🌶️ Why Are Americans Obsessed With Spicy Food? The Culinary Trend That’s Heating Up 2025
In the United States, spiciness is no longer just a condiment. It has become a social phenomenon. Once reserved for daring eaters, fiery flavors are now found on fast-food menus, industrial snacks, trendy cafés, and even desserts.
The The Atlantic article “Why Is Everything Spicy Now?” (August 2025) retraces this meteoric rise and asks: why are Americans so obsessed with spicy flavors?

Pushing the Limits of Heat
The Carolina Reaper, one of the world’s hottest peppers (up to 2.2 million Scoville units), is now accessible through snacks or restaurants like Dave’s Hot Chicken—sometimes even accompanied by a liability waiver.
Once unimaginable, such extreme heat is today eaten casually at lunch before heading back to work.
Spice, More Than a Taste: A Cultural Movement
More than half of American consumers now buy products labeled “spicy,” compared to only 39% in 2015.
Today, over 19 out of 20 U.S. restaurants, including ice cream shops and cafés, offer at least one spicy item.
Frito-Lay’s Flamin’ Hot products now come in 26 varieties, with sales increasing by 31% between 2022 and 2023.
Why Does Everyone Want Heat?
Gen Z consumers are especially hooked on spice:
- 51% consider themselves hot sauce connoisseurs
- 35% have signed a waiver just to consume ultra-spicy food.
Several explanations converge:
- Economic advantage: spice amplifies flavor, sometimes masking cheaper ingredients.
- Culinary globalization: immigration, the internet, tourism, and affordable trade have blended spicy traditions from around the world.

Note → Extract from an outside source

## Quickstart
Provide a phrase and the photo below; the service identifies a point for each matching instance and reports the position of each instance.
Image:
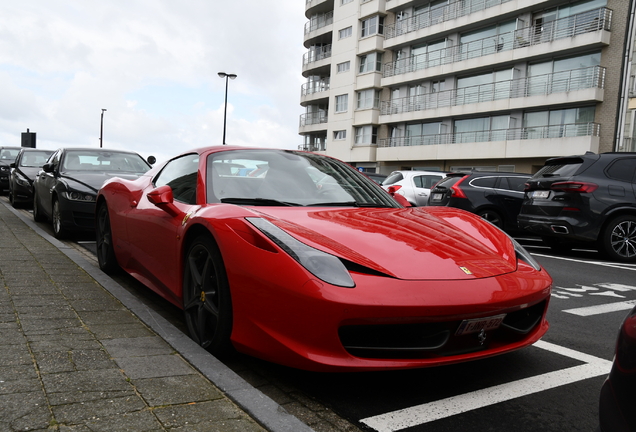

- Innovation: new peppers are being developed with more refined textures and flavor notes.
Spice as a Human Challenge
This phenomenon ties into the concept of “benign masochism”—a paradoxical mix of pleasure and pain triggered by endorphins, similar to the thrill of roller coasters or a runner’s high.
We also gradually build tolerance, leading to an “endless spiral”: the more accustomed we become, the higher the intensity we seek.
Spiciness also carries a symbolic identity: a marker of courage, masculinity, and even rebellion—from Mao in China to viral challenges like Hot Ones.
From Gentle Heat to Cultural Wildfire
Today, spiciness is a mainstream phenomenon—from lemonade to mac & cheese to chips. It embodies a uniquely human quest: to test limits, to feel, to experience—even when pleasure comes with pain.
It’s no longer just a flavor, but a statement: “I’m strong, I participate, I experiment.”